Un Nuovo Patto Statale e Federale per l’Intelligenza Artificiale
L’intelligenza artificiale (IA) è emersa con una velocità, scala e magnitudo mai viste prima nella storia moderna. Essa domina i media, il business, la finanza, l’intrattenimento e l’attenzione politica. Purtroppo, il dibattito sulla politica pubblica è stato poco informato dai fatti e pieno di grandi promesse di paradiso economico o proiezioni di rovina. Bilanciare la politica dell’IA richiede più attenzione, cautela e responsabilità pubblica.
Punti di Ingiunzione Politica
Due punti di ingiunzione politica dominanti richiedono la nostra attenzione. Prima di tutto, dobbiamo decidere se e quanto la regolamentazione federale dovrebbe precludere leggi statali e locali. In secondo luogo, il motore dell’IA—i data center—richiede una gestione e governance simili a quelle delle infrastrutture regolatorie evolute di ferrovie, elettricità e comunicazioni moderne. I dettagli sfumati di questo insieme di questioni richiedono dibattiti aperti, cooperativi e pubblici tra stati e governo federale.

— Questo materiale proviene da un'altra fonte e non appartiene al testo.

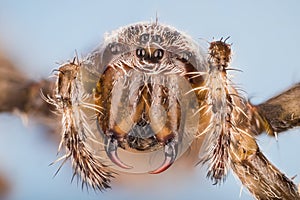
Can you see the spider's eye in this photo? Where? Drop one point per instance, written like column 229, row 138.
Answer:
column 144, row 38
column 115, row 48
column 158, row 54
column 140, row 52
column 157, row 39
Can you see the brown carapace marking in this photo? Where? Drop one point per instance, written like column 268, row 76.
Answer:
column 137, row 104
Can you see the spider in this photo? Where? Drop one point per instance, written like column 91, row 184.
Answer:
column 148, row 92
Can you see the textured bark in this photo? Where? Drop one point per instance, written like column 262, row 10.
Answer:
column 282, row 112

Iniziamo con un accordo bipartisan che questi argomenti sono troppo importanti per essere affrontati tramite accordi legislativi segreti o ordini esecutivi presidenziali discutibili.
Il Ruolo degli Stati
Il concetto di utilizzare un ordine esecutivo per annullare le leggi statali è errato su più livelli. Gli stati possiedono poteri di polizia sulla sicurezza pubblica e la protezione dei consumatori. Esiste una presunzione contro la preclusione, a meno che il Congresso degli Stati Uniti non abbia chiarito e manifestato la sua intenzione. Qui, il Congresso non ha intrapreso azioni che giustifichino la preclusione, e annullare o nullificare leggi statali senza approvazione congressuale è illegale.
Responsabilità Condivisa
La migliore strada da seguire è condividere la responsabilità tra stati e governo federale. Il governo federale dovrebbe avere un ruolo predominante in questioni relative alla sicurezza nazionale e alla difesa, nonché alla sicurezza informatica. Questo include la sicurezza dell’infrastruttura, la prevenzione delle armi biologiche e chimiche, e i crimini transnazionali.

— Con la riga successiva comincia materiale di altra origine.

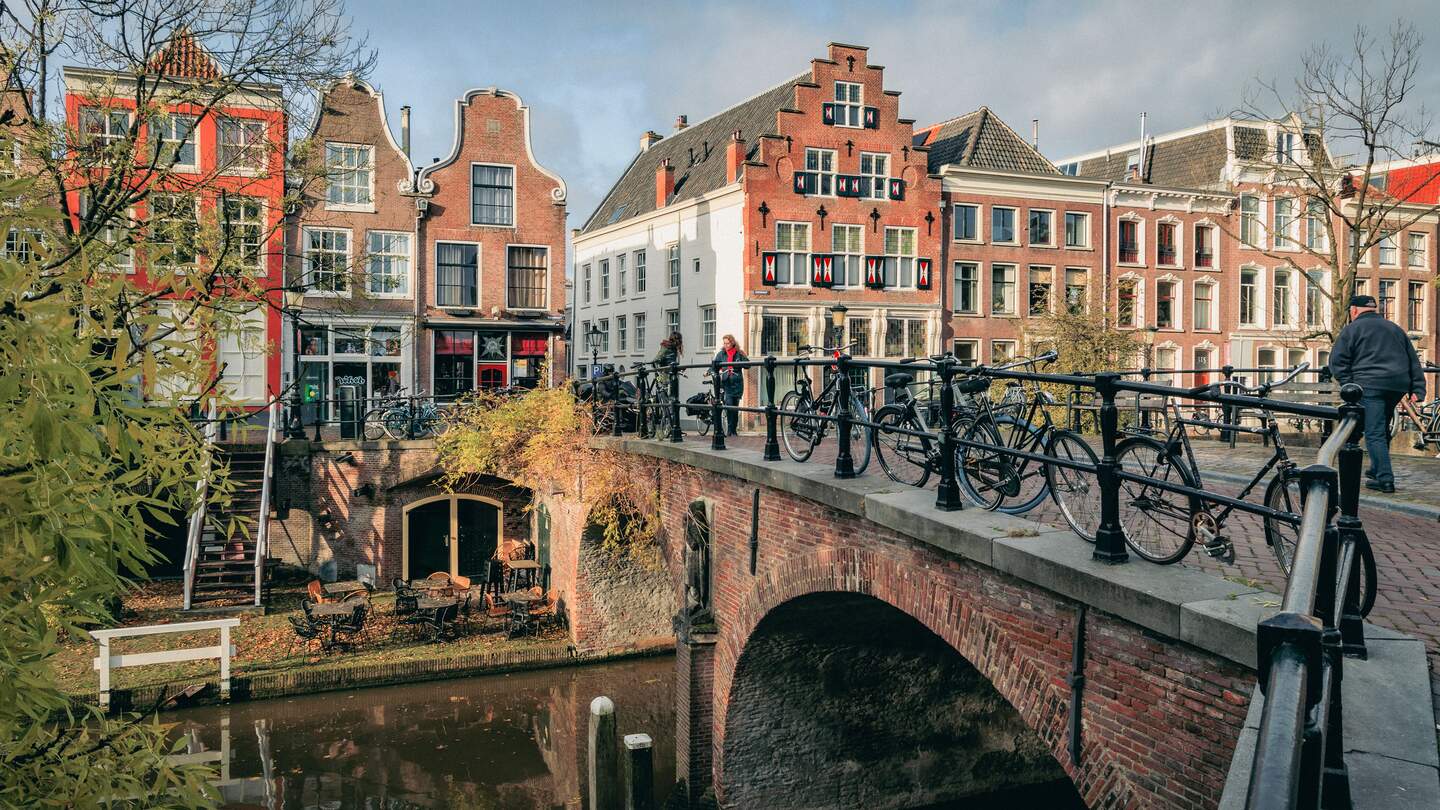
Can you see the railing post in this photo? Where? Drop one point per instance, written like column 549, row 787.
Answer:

Abbiamo bisogno di forti standard regolatori federali per garantire la sicurezza pubblica. Nel breve termine, misure statali come quelle introdotte in alcune legislazioni offrono un buon inizio. Tuttavia, gli stati e le località hanno ruoli protetti costituzionalmente che devono essere preservati in aree chiave.
Implicazioni e Rischi
È essenziale che il governo federale non precluda le regole che governano il funzionamento dei data center all’interno degli stati individuali, poiché questi enormi stabilimenti consumano enormi quantità di elettricità e acqua. Le autorità statali hanno decenni di esperienza nella gestione di queste problematiche attraverso le loro commissioni di utilità e agenzie ambientali.

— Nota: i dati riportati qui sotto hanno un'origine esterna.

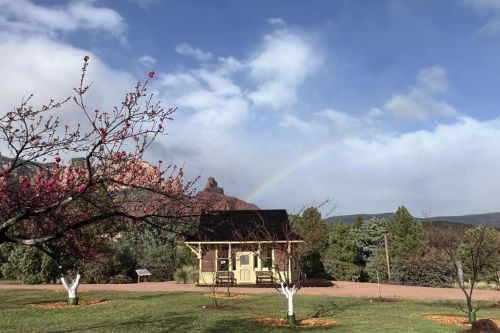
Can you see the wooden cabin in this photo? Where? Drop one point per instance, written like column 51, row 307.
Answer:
column 245, row 247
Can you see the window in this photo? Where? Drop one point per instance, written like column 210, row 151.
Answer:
column 267, row 257
column 244, row 260
column 223, row 258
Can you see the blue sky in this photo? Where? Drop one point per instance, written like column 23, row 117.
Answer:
column 373, row 104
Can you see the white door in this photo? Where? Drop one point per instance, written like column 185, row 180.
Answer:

Inoltre, ci sono forti esempi di aree in cui la legge statale non dovrebbe essere preclusa, inclusa la responsabilità comune per frode, negligenza e altre dottrine di torto consolidate.
Conclusione
Le scommesse sono enormi. L’IA promette vantaggi genuini in sanità, ricerca scientifica, istruzione e in molti altri settori. Tuttavia, realizzare questi vantaggi mentre si gestiscono i rischi richiede di impostare correttamente la struttura di governance fin dall’inizio. Non possiamo permetterci di ripetere errori passati in cui la tecnologia ha superato la regolamentazione, lasciando i cittadini vulnerabili e richiedendo interventi costosi dopo che si sono verificati danni.
È fondamentale promuovere sia l’innovazione robusta che salvaguardie forti, mantenendo la leadership federale sugli standard di sicurezza nazionale e rispettando l’autorità statale sui vari impatti locali. Dobbiamo cogliere l’opportunità di creare un quadro che promuova l’innovazione mentre protegge i cittadini.